Мне надо, eh tabernac[48]
, мне надо, повторил он, хотя понятия не имел, что же ему надо. Он трясся как осиновый лист, пока не почувствовал, что сработал мочевой пузырь. Ствол ткнулся в спину, и ноги Франсуа заработали, как рычаги швейной машины, шлепая мокрой тканью джинсов. Затем все его тело охватила конвульсия, и он с криком бросился вперед, неловко перебирая ногами.Ты должен убраться, сказал здоровяк. Ну, ты понял.
На обратном пути к хибаре Франсуа казалось, будто в каждый дюйм его тела впилось какое-то насекомое – тысячи насекомых. Он нырнул в реку, снял и выкрутил джинсы. Он сидел на порожке, будто пораженный током. Керосиновая лампа внутри дома потухла. Садилось солнце, где-то у подножия горы гортанно кричало какое-то существо. Он пытался вообразить, что чувствовали его родители, когда он появился на свет – крошечный и, наверное, счастливый мальчик. Но, может быть, они, слишком занятые своими жизнями, ничего не почувствовали. Он их почти понимал. Как бы ему хотелось знать наверняка, что он рожден человеком умнее и сильнее его. Если бы его застрелили, если бы он сейчас умер, что бы изменилось на свете? Жизнь шла бы своим чередом. Никто бы о нем и не вспомнил. Он – ничто. Он сам выбрал быть ничем, а не его язык или тщедушное тело.

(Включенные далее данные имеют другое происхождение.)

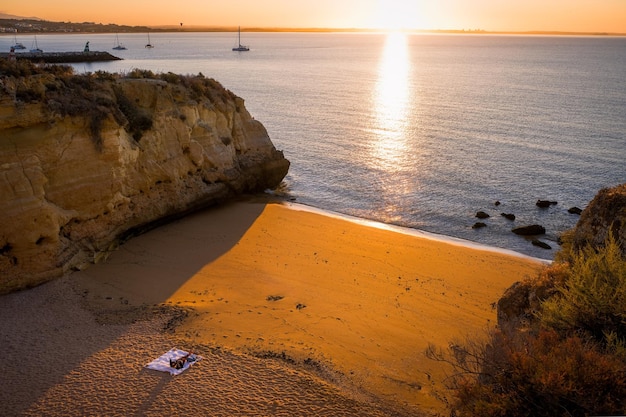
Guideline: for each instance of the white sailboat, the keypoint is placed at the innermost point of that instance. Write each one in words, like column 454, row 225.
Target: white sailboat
column 240, row 48
column 17, row 44
column 118, row 46
column 35, row 49
column 149, row 44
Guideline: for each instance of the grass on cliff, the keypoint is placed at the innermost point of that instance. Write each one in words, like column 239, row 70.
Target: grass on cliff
column 568, row 360
column 96, row 97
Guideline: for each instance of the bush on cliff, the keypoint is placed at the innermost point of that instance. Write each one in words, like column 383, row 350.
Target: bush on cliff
column 84, row 95
column 567, row 360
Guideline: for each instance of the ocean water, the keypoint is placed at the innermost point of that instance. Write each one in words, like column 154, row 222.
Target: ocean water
column 418, row 130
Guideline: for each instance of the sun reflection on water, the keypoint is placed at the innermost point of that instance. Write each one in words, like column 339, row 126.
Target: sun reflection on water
column 391, row 103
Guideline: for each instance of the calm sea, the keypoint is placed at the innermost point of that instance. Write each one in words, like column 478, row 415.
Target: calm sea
column 418, row 130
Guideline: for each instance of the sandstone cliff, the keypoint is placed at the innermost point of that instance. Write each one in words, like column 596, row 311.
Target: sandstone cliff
column 606, row 214
column 86, row 160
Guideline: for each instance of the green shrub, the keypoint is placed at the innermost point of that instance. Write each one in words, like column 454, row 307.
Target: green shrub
column 593, row 298
column 571, row 361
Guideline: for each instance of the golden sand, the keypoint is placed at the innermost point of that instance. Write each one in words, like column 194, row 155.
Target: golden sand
column 363, row 302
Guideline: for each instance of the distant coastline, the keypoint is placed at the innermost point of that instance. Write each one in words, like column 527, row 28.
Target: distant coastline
column 34, row 25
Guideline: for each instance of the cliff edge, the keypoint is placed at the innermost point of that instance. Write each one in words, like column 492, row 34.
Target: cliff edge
column 87, row 160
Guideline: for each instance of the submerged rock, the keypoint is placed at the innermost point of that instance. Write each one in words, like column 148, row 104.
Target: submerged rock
column 545, row 203
column 533, row 229
column 540, row 244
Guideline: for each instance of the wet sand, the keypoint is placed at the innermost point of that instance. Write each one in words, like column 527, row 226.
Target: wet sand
column 295, row 313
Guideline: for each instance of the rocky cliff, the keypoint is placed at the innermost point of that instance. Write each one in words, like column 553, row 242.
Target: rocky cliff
column 86, row 160
column 604, row 216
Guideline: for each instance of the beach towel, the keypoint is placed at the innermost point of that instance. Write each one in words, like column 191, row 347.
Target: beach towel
column 162, row 363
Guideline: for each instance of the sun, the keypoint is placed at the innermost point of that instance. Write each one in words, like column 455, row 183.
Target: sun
column 400, row 15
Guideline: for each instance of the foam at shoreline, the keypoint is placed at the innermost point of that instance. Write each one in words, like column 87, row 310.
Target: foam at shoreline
column 413, row 232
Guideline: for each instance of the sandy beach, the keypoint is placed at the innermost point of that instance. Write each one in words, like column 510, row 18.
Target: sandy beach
column 295, row 313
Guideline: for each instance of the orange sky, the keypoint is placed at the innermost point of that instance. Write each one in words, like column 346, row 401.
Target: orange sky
column 491, row 15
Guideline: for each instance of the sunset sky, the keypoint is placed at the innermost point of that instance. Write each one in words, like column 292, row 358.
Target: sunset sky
column 491, row 15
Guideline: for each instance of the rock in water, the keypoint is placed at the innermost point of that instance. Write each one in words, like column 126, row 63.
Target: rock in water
column 533, row 229
column 87, row 159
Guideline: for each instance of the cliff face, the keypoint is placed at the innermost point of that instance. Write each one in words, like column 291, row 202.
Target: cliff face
column 86, row 161
column 605, row 215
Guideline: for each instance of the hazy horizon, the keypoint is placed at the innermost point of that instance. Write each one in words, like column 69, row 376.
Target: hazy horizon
column 575, row 16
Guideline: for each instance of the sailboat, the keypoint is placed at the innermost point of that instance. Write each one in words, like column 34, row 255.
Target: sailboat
column 149, row 45
column 17, row 44
column 35, row 49
column 240, row 48
column 118, row 46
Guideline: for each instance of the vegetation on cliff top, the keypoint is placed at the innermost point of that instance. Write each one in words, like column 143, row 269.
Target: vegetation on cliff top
column 566, row 358
column 95, row 96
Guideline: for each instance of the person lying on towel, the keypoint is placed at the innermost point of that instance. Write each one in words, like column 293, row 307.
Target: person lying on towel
column 180, row 362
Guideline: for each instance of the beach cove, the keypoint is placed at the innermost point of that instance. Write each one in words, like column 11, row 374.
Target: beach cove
column 295, row 312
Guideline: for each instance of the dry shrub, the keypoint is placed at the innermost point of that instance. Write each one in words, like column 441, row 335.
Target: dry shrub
column 571, row 361
column 535, row 374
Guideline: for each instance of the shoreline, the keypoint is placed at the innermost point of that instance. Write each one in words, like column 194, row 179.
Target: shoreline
column 306, row 308
column 415, row 232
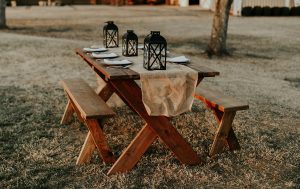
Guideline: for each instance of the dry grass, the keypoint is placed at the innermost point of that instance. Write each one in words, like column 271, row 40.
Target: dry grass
column 37, row 152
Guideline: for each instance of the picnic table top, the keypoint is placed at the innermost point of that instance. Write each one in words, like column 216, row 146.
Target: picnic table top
column 117, row 73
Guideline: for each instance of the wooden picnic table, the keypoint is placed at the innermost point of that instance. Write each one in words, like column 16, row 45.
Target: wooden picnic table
column 122, row 82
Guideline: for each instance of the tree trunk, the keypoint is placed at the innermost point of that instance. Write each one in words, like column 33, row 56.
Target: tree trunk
column 2, row 14
column 217, row 45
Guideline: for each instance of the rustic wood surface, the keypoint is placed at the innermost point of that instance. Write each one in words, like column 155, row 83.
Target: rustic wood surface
column 87, row 150
column 218, row 100
column 121, row 82
column 224, row 109
column 67, row 114
column 132, row 96
column 133, row 153
column 117, row 73
column 86, row 100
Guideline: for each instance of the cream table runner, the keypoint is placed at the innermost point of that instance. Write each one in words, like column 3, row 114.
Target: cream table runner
column 167, row 92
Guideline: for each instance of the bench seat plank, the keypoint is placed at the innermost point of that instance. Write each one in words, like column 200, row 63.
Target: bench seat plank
column 217, row 100
column 87, row 101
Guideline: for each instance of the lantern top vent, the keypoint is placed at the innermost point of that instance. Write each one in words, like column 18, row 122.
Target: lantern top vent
column 110, row 26
column 155, row 37
column 130, row 35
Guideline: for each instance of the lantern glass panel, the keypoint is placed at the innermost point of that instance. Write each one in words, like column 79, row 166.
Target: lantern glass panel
column 155, row 52
column 130, row 44
column 110, row 35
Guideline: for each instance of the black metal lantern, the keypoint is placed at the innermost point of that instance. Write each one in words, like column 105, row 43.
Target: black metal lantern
column 155, row 49
column 110, row 35
column 130, row 44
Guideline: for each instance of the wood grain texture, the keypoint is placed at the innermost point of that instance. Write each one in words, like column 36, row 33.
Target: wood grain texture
column 116, row 73
column 110, row 73
column 85, row 99
column 67, row 114
column 133, row 153
column 220, row 140
column 100, row 141
column 87, row 150
column 132, row 96
column 215, row 99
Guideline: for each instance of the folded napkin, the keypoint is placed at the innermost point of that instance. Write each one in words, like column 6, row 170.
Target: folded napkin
column 94, row 49
column 178, row 59
column 104, row 55
column 116, row 62
column 167, row 92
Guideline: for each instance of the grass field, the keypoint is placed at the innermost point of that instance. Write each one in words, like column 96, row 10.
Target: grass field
column 264, row 70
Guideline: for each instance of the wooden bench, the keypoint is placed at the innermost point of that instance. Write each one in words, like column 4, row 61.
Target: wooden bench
column 90, row 110
column 224, row 109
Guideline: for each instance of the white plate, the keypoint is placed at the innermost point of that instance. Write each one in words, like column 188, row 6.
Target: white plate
column 116, row 62
column 179, row 59
column 94, row 49
column 104, row 55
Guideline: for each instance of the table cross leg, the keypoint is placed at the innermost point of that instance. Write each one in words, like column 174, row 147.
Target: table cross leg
column 132, row 96
column 232, row 140
column 87, row 150
column 133, row 153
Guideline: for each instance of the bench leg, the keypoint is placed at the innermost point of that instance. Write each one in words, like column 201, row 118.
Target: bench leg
column 232, row 140
column 99, row 141
column 68, row 113
column 86, row 150
column 222, row 134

Он смотрел, как садовая земля темнела, словно впитывая в себя синий воздух. Все замерло – и дорога, и долина. Ни один огонек в окошке не спорил с сиянием звезд.
На рассвете он все еще оставался там, и на следующий вечер тоже. Тело от усталости свело судорогой, а голод сменился онемением. Онемение расползалось по всем членам. Голова поникла. Временами Франсуа казалось, что он слепнет. Или это наступала ночь? Он оставался в сознании, но у него не было ни желания встать, ни побуждения уйти, спасти личность, которую он теперь так явственно видел, – случайную, мелкую, ничем не примечательную. Он подпирал головой тусклое солнце и не мог сказать, сколько дней он сидит вот так. Шел дождь, а он не мог сдвинуться с порога.
Незаметно его наполнила ненависть. Внутри его безмолвного тела принялось потрескивать и крутиться пламя. Горы, укутанные ночью, деревья, и камни, и дали, достигающие линии светящегося потока. Лунный свет рябил, точно вода, и воодушевлял. Жилы натянулись, как канаты. Он целиком сосредоточился на этой точке жара. Сколько бы ему ни рассказывали истории о силе и ярости, единственным человеком, которого он мог убить, был он сам.